L’antisèche de la sécheresse, tout comprendre au fil de l’eau

L’antisèche de la sécheresse, tout comprendre au fil de l’eau

Il fait trop chaud, il fait trop sec, nos réserves d'eau s'amenuisent. La sécheresse pourquoi, comment ? On vous explique tout.
16 March 2023
par Vianney Louvet
7 minutes de lecture

Après « pandémie », « Ukraine » et « retraites » c’est le nouveau mot-star de notre merveilleuse actu : « sécheresse ». On vous prévient : si vous n’avez pas trop le moral, ne lisez pas cet article. Et si en plus vous êtes sous l’eau, passez-nous en un peu.

L’état des lieux : pourquoi on n’en peut pluie

La situation est inédite. Entre fin janvier et fin février de cette année 2023, une séquence de 32 jours sans pluie a été enregistrée en France. Du jamais vu depuis le début des enregistrements en 1959 (le dernier hiver de ce type datait de 1989.). Le mois de février s’est terminé avec un déficit pluviométrique de plus de 50 %. 

Moins de pluie = moins de neige, comme te l’a rappelé ton voisin du dessus en revenant la mine déconfite de sa semaine de ski traditionnelle. Cette saison, l’enneigement dans les Pyrénées et les Alpes a lui aussi été faible ce qui est une sale nouvelle de plus. En effet, la fonte des neiges est une source d’alimentation supplémentaire des rivières proches des montagnes.

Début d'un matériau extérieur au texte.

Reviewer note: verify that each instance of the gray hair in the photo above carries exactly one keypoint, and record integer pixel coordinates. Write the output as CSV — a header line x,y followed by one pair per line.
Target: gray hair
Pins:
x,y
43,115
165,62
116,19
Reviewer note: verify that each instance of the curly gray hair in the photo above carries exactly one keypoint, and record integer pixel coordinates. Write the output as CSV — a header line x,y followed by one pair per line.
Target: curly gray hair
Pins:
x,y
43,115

Cerise sur le gâteau tout sec, c’est la première fois depuis les premières données de 1947 qu’on observe une série de températures moyennes mensuelles au-dessus des normales aussi longue. Rien de nouveau sous les nuages me diras-tu. Depuis août 2021, quasiment tous les mois sont déficitaires en pluie. 2022 a déjà été particulièrement chaude et sèche. Et là on ne parle que de la France. Si on prend 5 minutes pour oser regarder ailleurs - dans la corne de l’Afrique par exemple, 22 millions de personnes sont menacées par une sécheresse historique débutée fin 2020. La maison brûle aussi, en bien pire. 

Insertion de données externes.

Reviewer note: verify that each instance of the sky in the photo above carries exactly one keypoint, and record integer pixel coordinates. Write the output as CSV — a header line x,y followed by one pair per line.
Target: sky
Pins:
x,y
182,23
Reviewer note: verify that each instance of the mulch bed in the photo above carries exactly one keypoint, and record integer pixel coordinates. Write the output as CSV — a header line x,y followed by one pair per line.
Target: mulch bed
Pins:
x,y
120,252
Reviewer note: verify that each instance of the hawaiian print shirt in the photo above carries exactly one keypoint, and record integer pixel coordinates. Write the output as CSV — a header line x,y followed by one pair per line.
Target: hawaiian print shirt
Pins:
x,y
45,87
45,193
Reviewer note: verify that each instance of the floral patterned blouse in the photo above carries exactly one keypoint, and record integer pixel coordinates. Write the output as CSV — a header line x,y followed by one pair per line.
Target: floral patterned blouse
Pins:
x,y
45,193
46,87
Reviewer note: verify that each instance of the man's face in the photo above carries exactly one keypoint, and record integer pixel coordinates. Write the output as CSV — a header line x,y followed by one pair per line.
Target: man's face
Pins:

De très nombreuses rivières et plans d'eau européens (ici le Lac des Brenets à la frontière entre la Suisse et la France photographié le 18 juillet) sont asséchés. (Fabrice COFFRINI/AFP)

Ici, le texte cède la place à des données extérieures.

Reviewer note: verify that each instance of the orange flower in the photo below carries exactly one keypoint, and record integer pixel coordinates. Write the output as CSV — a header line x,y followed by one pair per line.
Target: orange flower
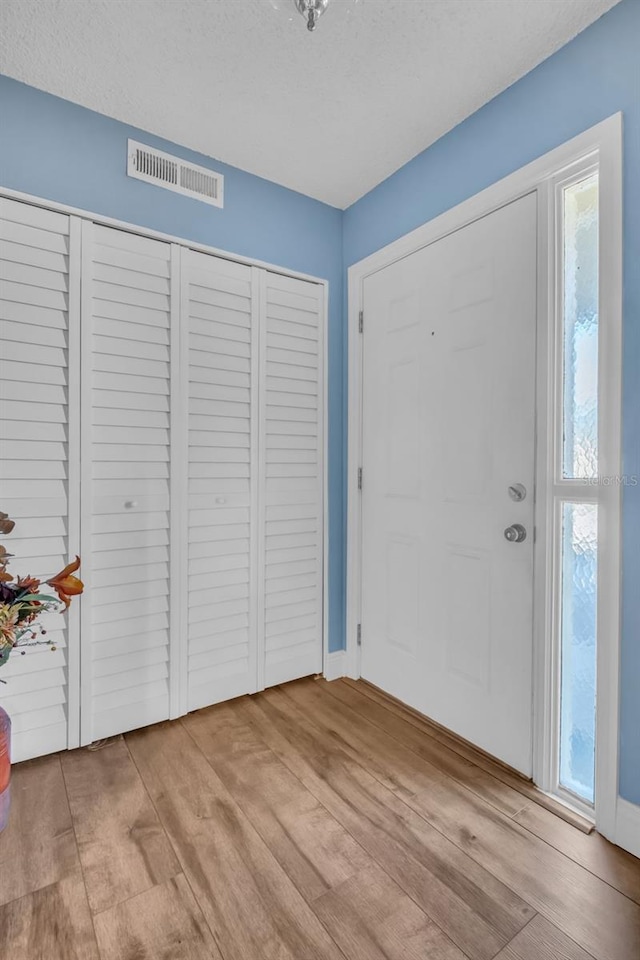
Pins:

Les conséquences : ni les petits ruisseaux, ni les grandes rivières

Mécaniquement, cette absence de précipitations et de neige fondue assèche les cours d’eau. Certes. Mais ce n’est pas tout.


Sols au monde

Les sols ont aujourd’hui un niveau de sécheresse semblable à celui d’une mi-avril. Deux mois d’avance voire pire dans certaines régions comme le Roussillon, l’Aude, les Pyrénées-Orientales. L’absence de pluie expliquée n’est pas la seule responsable de la situation. L’artificialisation des sols, les remembrements qui ont supprimé les haies, la destruction des zones humides, le drainage agricole (entre autres) entraînent aujourd’hui une réduction des stockages naturels d’eau dans les sols et les nappes phréatiques. On enchaîne avec la question des mégabassines ? Non, allez, ce sera pour un autre article.

Où as-tu rangé la nappe ?  

Arrêtons-nous un instant sur ces fameuses nappes phréatiques. Normalement l’hiver, c’est leur MOMENT, ce qu’on appelle pompeusement – vous l’avez ? – la période de recharge. En gros, si tout se passe bien, elles se gorgent d’humidité en quelques mois pour retrouver leurs niveaux habituels. Sauf que là, on a un double problème : le déficit de pluie hivernale et l’été caniculaire que l’on vient de vivre… qui nécessiterait donc une recharge en eau plus forte que d’habitude. Comme souvent avec le réchauffement climatique, un cercle vicieux se met en place.

Comment on mesure ces réserves ? Il existe 1 600 points de mesure pour surveiller le niveau de ces nappes, ils sont gérés par le BRGM (Bureau de recherches géologiques et minières). En janvier dernier, 60% des points de mesure ont enregistré des niveaux en dessous des normales.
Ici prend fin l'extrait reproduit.